WebRTC Expert Feature

January 15, 2014

The Impact of Net Neutrality Ruling on WebRTC


The U.S. Appeals Court struck down the 2011 FCC rules that all Internet traffic must be treated equally by Internet service providers.  Verizon challenged the regulations based on the FCC not having a congressional mandate to regulate the Internet.  The impact of the court's ruling may be significant, leading to tiered pricing models, and the virtual "blocking" of content and services that are not favored by the ISP.  While there is not yet direct evidence to support that this will change things, it may have a dramatic impact on certain services in the future. 

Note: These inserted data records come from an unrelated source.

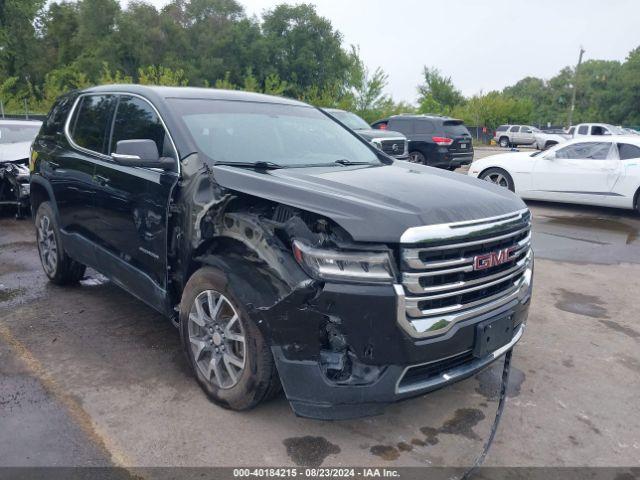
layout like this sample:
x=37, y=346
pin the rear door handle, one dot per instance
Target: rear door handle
x=100, y=180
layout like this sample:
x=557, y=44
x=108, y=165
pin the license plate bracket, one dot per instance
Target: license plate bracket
x=492, y=334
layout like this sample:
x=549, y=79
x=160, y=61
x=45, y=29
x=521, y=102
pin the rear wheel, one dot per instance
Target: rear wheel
x=417, y=157
x=57, y=265
x=226, y=350
x=499, y=177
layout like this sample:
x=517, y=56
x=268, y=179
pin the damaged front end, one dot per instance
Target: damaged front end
x=14, y=186
x=328, y=305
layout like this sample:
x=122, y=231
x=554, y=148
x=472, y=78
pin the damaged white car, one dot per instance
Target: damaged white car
x=16, y=137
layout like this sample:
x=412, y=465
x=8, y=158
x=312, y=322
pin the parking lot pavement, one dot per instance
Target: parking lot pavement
x=96, y=364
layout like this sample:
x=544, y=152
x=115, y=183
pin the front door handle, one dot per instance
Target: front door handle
x=100, y=180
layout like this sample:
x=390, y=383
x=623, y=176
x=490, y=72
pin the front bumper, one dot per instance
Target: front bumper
x=381, y=352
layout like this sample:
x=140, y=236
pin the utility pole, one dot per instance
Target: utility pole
x=573, y=94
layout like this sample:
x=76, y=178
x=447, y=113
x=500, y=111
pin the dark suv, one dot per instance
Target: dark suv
x=286, y=249
x=436, y=141
x=392, y=143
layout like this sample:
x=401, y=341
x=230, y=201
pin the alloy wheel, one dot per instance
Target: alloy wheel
x=217, y=339
x=47, y=246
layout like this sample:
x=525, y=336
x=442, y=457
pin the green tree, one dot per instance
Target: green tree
x=305, y=50
x=437, y=94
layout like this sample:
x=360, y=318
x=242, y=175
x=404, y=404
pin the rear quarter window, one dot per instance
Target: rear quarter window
x=455, y=128
x=57, y=117
x=402, y=125
x=91, y=123
x=628, y=151
x=424, y=127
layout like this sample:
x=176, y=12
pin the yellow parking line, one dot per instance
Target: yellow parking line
x=74, y=409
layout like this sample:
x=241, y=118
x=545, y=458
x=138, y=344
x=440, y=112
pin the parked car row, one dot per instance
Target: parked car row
x=516, y=135
x=589, y=169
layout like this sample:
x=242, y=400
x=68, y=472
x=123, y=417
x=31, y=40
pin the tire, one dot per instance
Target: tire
x=57, y=265
x=417, y=157
x=213, y=349
x=499, y=177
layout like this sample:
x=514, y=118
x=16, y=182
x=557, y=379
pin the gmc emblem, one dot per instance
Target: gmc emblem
x=493, y=259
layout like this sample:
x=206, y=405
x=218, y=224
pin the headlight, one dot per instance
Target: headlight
x=363, y=267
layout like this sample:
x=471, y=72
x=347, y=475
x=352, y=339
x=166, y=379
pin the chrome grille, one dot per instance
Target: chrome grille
x=441, y=282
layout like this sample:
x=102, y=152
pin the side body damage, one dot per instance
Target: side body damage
x=250, y=239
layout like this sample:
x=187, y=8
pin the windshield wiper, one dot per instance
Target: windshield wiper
x=344, y=161
x=260, y=165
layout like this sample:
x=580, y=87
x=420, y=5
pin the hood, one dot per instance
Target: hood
x=373, y=133
x=14, y=151
x=375, y=204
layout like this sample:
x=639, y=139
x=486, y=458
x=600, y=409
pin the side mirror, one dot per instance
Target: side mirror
x=141, y=153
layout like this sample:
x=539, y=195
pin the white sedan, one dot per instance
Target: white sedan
x=603, y=170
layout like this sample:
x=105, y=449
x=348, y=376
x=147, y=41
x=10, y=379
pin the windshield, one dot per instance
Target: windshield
x=351, y=120
x=615, y=130
x=285, y=135
x=14, y=133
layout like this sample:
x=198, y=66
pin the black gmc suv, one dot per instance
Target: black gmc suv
x=286, y=249
x=436, y=141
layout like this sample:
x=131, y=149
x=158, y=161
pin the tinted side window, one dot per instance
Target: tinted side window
x=585, y=151
x=137, y=120
x=57, y=117
x=401, y=125
x=90, y=123
x=628, y=151
x=423, y=127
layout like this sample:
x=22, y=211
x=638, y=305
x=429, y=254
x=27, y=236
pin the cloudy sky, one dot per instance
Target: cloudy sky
x=482, y=45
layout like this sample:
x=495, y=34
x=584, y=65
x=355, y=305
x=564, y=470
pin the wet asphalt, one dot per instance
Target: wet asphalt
x=90, y=376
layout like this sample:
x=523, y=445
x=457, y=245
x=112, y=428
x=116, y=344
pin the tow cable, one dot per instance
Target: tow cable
x=494, y=428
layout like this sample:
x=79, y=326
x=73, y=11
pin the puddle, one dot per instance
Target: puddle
x=580, y=304
x=7, y=294
x=490, y=381
x=462, y=423
x=595, y=223
x=628, y=331
x=385, y=452
x=94, y=280
x=309, y=451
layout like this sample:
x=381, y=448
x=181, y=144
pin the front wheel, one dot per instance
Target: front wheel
x=499, y=177
x=227, y=352
x=417, y=157
x=57, y=265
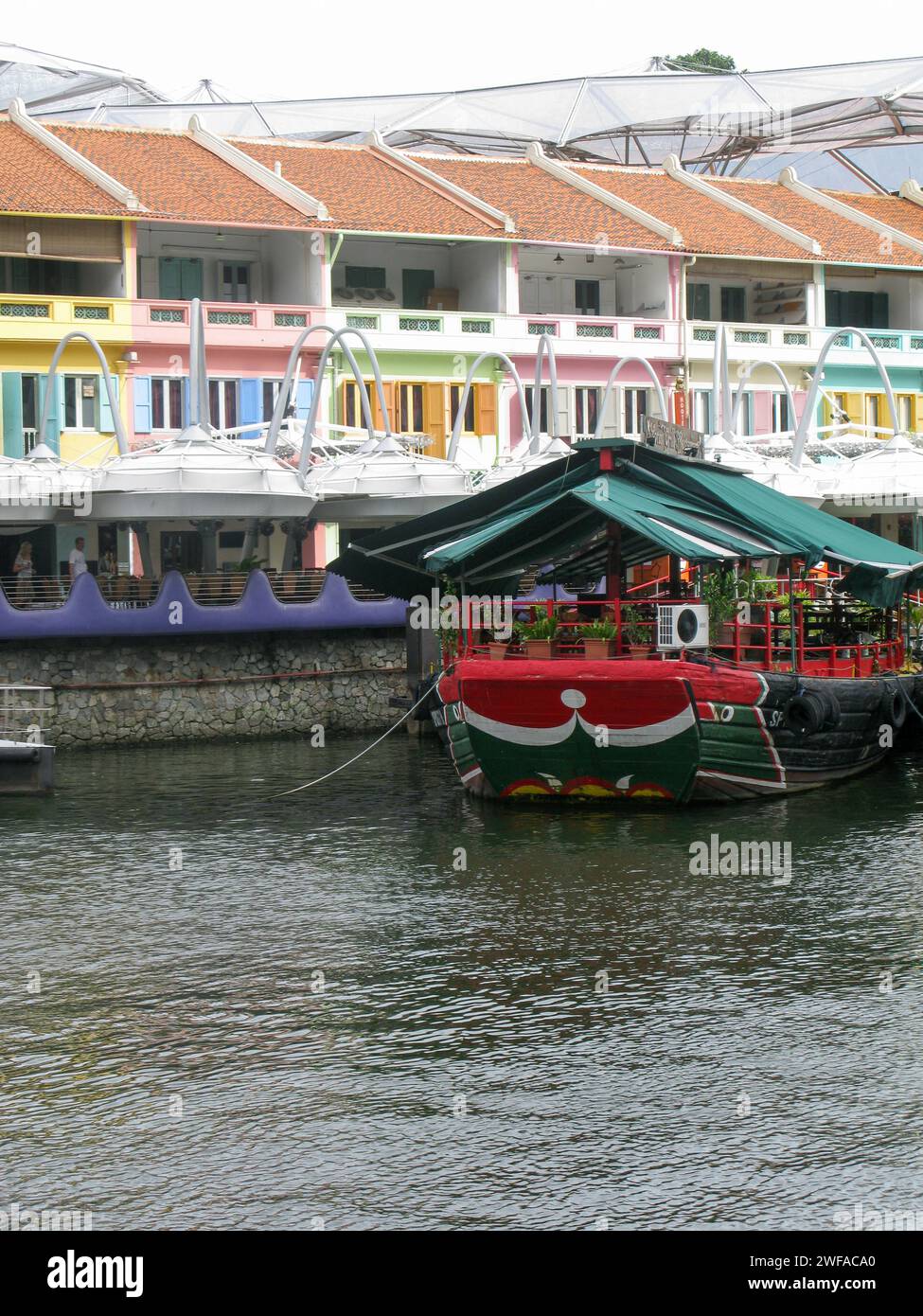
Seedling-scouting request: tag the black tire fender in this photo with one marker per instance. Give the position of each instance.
(893, 707)
(808, 712)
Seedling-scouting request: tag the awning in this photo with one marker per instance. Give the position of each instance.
(663, 505)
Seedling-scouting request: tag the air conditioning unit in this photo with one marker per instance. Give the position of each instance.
(683, 625)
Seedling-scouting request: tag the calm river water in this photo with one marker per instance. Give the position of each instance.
(572, 1031)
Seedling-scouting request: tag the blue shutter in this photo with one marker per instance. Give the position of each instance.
(142, 404)
(12, 414)
(53, 434)
(306, 391)
(252, 405)
(105, 422)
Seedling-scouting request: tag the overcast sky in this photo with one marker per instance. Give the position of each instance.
(285, 49)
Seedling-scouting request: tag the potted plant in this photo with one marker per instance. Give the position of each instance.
(719, 590)
(599, 640)
(498, 649)
(635, 633)
(539, 636)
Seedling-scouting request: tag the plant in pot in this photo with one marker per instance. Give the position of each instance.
(539, 636)
(635, 633)
(599, 640)
(719, 590)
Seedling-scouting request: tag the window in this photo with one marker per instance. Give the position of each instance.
(745, 415)
(233, 282)
(270, 397)
(179, 277)
(80, 401)
(30, 403)
(862, 310)
(698, 302)
(469, 424)
(544, 407)
(734, 304)
(364, 276)
(586, 412)
(352, 405)
(222, 403)
(636, 408)
(782, 418)
(410, 408)
(586, 296)
(166, 404)
(702, 411)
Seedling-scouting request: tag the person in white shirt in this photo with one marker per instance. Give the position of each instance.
(24, 570)
(77, 562)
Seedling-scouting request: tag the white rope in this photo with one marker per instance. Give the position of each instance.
(349, 762)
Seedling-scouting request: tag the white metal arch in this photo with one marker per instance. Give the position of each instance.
(460, 415)
(285, 388)
(121, 437)
(805, 422)
(544, 347)
(745, 374)
(610, 384)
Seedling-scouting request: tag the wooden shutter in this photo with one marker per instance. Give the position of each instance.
(12, 414)
(485, 409)
(105, 421)
(142, 404)
(252, 405)
(390, 394)
(434, 418)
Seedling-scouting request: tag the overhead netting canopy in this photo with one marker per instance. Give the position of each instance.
(53, 83)
(717, 120)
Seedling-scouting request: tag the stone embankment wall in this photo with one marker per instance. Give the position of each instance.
(153, 691)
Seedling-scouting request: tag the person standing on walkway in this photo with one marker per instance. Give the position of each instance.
(24, 570)
(77, 562)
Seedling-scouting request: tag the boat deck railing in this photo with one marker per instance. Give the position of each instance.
(220, 589)
(834, 637)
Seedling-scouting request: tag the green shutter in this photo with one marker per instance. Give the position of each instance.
(12, 414)
(53, 429)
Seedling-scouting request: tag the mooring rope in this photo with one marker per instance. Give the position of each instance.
(363, 752)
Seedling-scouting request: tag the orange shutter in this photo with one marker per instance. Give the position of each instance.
(485, 409)
(390, 400)
(434, 418)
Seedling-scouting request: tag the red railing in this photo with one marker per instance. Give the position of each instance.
(865, 643)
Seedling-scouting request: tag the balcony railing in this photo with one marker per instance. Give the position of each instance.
(49, 317)
(219, 589)
(772, 341)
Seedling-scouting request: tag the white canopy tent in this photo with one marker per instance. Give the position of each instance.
(383, 483)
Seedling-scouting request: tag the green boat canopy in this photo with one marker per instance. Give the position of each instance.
(663, 505)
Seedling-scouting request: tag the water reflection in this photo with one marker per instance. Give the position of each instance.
(565, 1031)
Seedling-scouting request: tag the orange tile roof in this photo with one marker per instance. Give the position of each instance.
(542, 208)
(890, 209)
(706, 225)
(34, 182)
(175, 178)
(179, 181)
(364, 191)
(841, 240)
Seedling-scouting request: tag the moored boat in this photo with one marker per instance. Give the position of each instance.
(734, 685)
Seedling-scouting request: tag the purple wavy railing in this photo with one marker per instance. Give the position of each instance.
(86, 613)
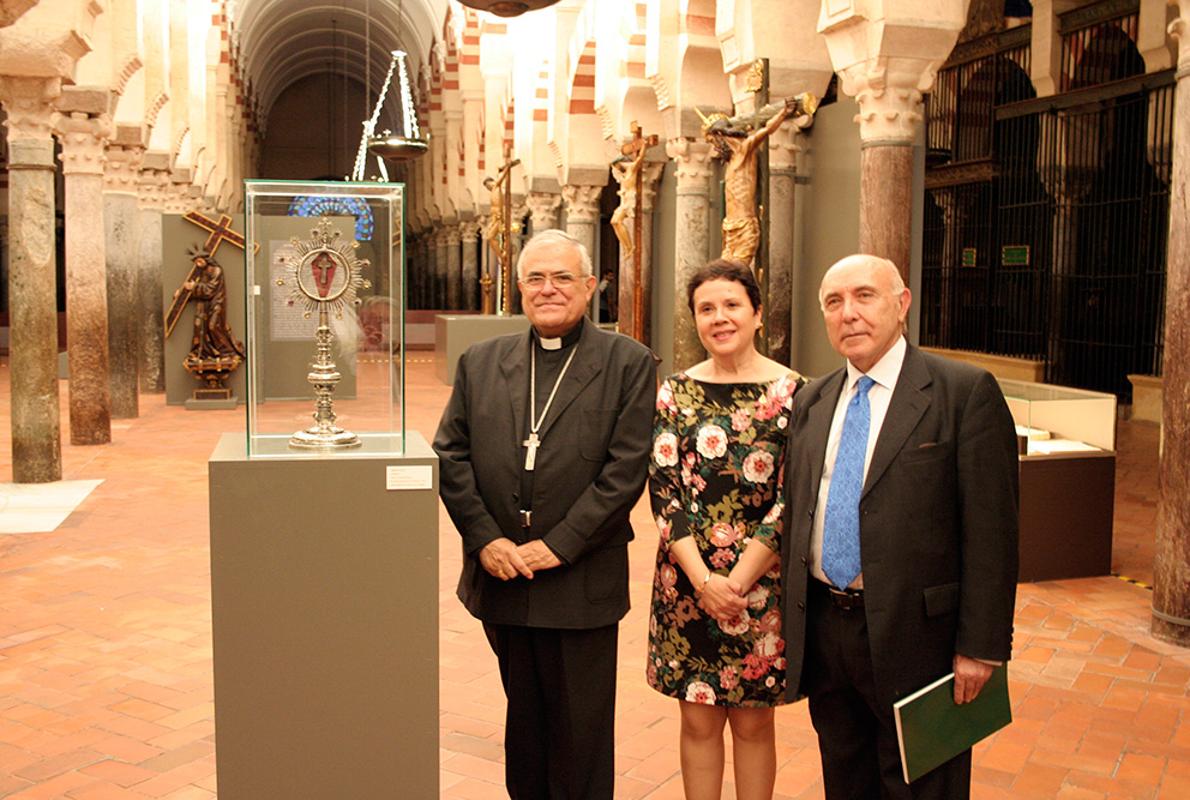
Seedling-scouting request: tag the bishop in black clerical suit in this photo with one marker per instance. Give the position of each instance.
(544, 449)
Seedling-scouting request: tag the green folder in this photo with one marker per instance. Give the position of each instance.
(932, 729)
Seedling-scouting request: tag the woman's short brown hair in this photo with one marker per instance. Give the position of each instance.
(722, 269)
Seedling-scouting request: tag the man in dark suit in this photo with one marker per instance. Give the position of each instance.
(544, 449)
(901, 548)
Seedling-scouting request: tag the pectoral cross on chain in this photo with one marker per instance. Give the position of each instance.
(532, 443)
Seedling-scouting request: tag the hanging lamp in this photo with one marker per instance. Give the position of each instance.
(406, 144)
(507, 7)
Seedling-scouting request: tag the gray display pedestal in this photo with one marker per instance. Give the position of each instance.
(453, 333)
(324, 588)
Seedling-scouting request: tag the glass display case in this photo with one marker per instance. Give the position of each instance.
(1066, 443)
(325, 318)
(1060, 420)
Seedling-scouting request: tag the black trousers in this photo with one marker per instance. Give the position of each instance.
(857, 731)
(559, 727)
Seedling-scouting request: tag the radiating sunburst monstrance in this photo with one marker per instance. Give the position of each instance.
(324, 275)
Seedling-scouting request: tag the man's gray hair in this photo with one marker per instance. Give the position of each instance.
(553, 236)
(882, 264)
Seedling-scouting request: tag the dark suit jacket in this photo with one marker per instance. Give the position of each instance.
(938, 522)
(589, 472)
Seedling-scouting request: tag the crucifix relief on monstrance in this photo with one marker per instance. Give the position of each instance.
(324, 275)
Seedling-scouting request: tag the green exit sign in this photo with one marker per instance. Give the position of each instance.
(1014, 255)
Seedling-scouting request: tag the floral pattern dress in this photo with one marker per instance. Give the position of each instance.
(715, 474)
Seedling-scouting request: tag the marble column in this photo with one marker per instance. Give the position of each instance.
(470, 264)
(543, 210)
(82, 129)
(885, 201)
(783, 149)
(120, 176)
(152, 185)
(582, 213)
(442, 260)
(887, 74)
(1171, 563)
(691, 233)
(489, 272)
(453, 268)
(626, 281)
(32, 302)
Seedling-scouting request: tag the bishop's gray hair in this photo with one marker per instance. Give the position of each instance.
(553, 236)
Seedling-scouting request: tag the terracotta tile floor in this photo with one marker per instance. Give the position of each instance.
(105, 648)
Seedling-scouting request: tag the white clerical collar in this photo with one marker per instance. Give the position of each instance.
(885, 370)
(559, 342)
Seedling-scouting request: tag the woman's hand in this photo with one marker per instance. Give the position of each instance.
(721, 598)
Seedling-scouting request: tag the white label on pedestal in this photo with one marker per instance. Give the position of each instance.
(408, 477)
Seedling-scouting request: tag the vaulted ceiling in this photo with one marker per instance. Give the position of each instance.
(285, 41)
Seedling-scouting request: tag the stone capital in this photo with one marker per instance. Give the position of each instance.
(888, 114)
(121, 172)
(151, 188)
(12, 10)
(1179, 29)
(650, 177)
(582, 202)
(693, 163)
(543, 207)
(29, 104)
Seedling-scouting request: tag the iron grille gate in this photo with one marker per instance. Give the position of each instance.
(1045, 219)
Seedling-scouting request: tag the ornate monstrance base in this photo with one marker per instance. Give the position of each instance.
(332, 438)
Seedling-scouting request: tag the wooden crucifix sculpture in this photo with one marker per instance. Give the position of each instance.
(500, 238)
(739, 148)
(630, 164)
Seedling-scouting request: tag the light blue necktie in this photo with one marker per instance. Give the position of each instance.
(840, 529)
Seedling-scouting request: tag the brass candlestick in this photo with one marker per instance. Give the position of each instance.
(324, 275)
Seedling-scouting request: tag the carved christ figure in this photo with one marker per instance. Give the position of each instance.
(494, 232)
(741, 226)
(627, 207)
(213, 338)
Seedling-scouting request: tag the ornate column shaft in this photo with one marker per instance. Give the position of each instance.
(470, 264)
(1171, 564)
(440, 260)
(83, 137)
(32, 302)
(783, 149)
(120, 176)
(582, 213)
(885, 174)
(626, 285)
(885, 57)
(453, 269)
(543, 210)
(152, 186)
(691, 233)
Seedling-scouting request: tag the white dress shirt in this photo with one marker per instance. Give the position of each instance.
(884, 374)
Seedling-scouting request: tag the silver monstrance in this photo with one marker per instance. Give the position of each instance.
(324, 274)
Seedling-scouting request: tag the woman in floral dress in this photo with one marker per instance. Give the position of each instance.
(714, 479)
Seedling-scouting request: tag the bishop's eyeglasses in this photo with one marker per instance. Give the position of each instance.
(559, 280)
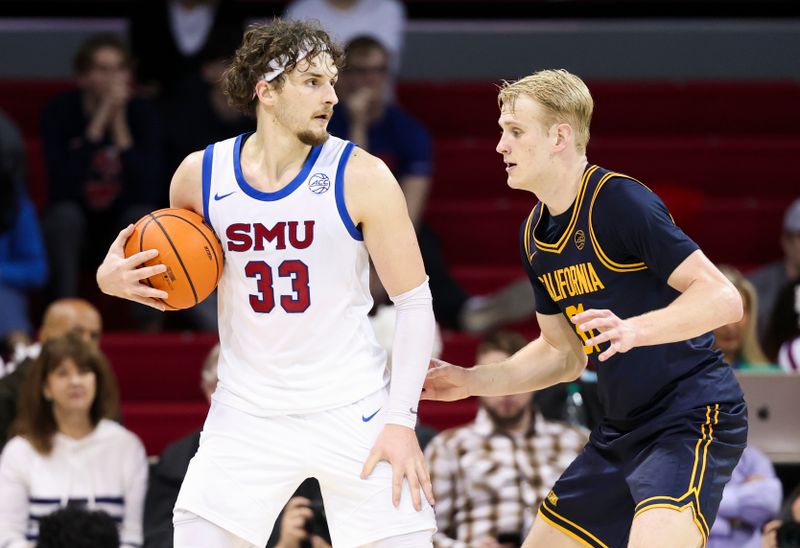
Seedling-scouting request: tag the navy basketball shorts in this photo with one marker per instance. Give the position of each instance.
(675, 460)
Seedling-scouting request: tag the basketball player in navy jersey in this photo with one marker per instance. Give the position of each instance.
(302, 380)
(618, 283)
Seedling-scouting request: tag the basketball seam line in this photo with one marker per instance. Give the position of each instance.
(178, 255)
(211, 247)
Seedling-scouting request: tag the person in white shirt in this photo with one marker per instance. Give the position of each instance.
(66, 451)
(303, 388)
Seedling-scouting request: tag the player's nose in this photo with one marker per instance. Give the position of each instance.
(501, 147)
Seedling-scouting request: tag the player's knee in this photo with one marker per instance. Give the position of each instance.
(665, 528)
(417, 539)
(191, 531)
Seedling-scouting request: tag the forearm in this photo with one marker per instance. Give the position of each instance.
(704, 306)
(441, 540)
(536, 366)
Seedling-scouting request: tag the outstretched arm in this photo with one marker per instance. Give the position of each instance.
(707, 301)
(376, 203)
(123, 277)
(555, 356)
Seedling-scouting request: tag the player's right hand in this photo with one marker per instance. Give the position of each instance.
(445, 382)
(119, 276)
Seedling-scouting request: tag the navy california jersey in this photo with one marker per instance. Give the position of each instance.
(614, 249)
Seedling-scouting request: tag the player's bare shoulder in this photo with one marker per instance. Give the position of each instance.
(369, 184)
(186, 188)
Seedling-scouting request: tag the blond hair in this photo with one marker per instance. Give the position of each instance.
(751, 351)
(564, 97)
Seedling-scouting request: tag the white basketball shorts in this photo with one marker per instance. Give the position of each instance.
(247, 468)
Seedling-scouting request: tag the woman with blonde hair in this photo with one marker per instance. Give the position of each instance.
(738, 340)
(66, 450)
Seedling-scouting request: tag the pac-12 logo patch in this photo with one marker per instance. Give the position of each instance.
(580, 239)
(319, 183)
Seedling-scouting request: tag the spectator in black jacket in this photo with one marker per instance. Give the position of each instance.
(103, 153)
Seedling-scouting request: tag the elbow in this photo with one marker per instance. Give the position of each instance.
(731, 304)
(574, 366)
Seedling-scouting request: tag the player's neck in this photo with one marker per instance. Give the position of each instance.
(73, 425)
(272, 157)
(562, 185)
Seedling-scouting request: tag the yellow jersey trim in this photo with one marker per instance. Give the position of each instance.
(607, 262)
(558, 247)
(698, 474)
(691, 504)
(545, 506)
(527, 233)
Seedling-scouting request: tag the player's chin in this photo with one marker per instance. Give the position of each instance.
(512, 182)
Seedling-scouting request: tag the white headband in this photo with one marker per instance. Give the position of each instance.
(278, 65)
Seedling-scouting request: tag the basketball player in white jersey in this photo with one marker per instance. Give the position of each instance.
(302, 381)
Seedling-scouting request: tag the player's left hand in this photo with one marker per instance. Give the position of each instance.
(618, 333)
(398, 446)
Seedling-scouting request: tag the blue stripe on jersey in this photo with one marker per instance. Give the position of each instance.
(270, 196)
(108, 500)
(208, 160)
(340, 204)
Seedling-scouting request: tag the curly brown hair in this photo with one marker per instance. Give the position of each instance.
(266, 41)
(35, 420)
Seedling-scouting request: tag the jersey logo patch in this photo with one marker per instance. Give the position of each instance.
(319, 183)
(369, 418)
(580, 239)
(217, 197)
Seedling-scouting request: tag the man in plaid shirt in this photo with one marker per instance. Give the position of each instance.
(490, 476)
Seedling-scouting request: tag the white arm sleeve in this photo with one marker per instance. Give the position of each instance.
(411, 352)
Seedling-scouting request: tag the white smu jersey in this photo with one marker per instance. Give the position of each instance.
(294, 295)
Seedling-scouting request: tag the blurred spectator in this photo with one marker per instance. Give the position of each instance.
(102, 148)
(171, 39)
(197, 114)
(784, 532)
(738, 341)
(167, 474)
(769, 279)
(23, 264)
(61, 317)
(74, 527)
(368, 118)
(345, 20)
(750, 499)
(302, 523)
(490, 476)
(66, 450)
(782, 341)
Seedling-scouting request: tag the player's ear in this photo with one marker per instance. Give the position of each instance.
(265, 92)
(563, 136)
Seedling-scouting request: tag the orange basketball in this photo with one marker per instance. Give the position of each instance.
(187, 246)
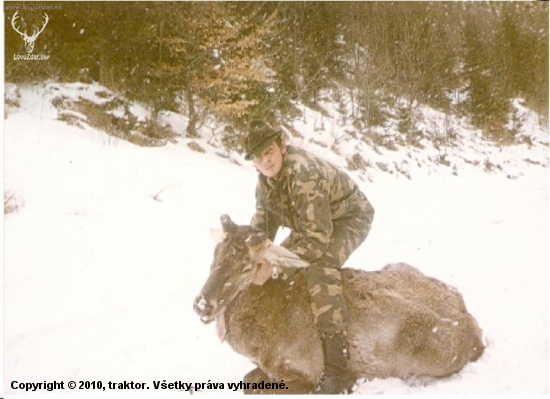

As WebRTC is dependent on getting a reasonable service delivery capability to enable quality real-time experiences, this ruling is of great interest to those of us in the WebRTC community.  A service provider could decide to relegate all UDP/WebRTC traffic to a low class of service, with explicit or random disruptions in the traffic.  Explicit disruptions could come though limiting the bandwidth available for those services in a specific plan.  Or disruptions could occur as the non-service provider real-time traffic is now afforded the class and regular congestion that causes random issues.  If real-time traffic is relegated to a low-level queue with dramatically reduced buffers, RED or other network processes may impact packet delivery.  If the user pays for a "guaranteed service", that traffic may be put into the higher level queues, albeit for a price.

At the Santa Clara WebRTC Conference & Expo, the topic of monetizing WebRTC was a session and one of the presenters discussed monetizing QoS and SLAs for new services like WebRTC.  It will be interesting to see if the service providers move in this direction or if there is an effort in Congress and the FCC (News - Alert) to resurrect the regulations in another form.

What is clear from this ruling is that the assumption that any Internet service or user has a "given right" to use the Internet in an equal/unconstrained way is not the current rule of the land.  While there are very good arguments about why the management of traffic and bandwidth, latency and packet loss in a structured way can optimize overall performance, this ruling opens the door to a wide variety of new pricing and delivery models, not all of which may be helpful for users of the services nor create competition or innovation in services.  The challenges of managing the competing interests of the service providers/ISPs, the consumers, businesses, the content providers and new applications and services will be significant.

At this point, unless there is an override at the Supreme Court or congressional action, net neutrality is not the rule in the U.S. today.  While it is clear that the ISPs firmly believe they need the capability to manage and price traffic to have a profitable business model, the impact on innovation may be significant if this eliminates the opportunity for next-generation services to be widely adopted without users paying for additional services from their service provider.  We all need to watch this space with interest.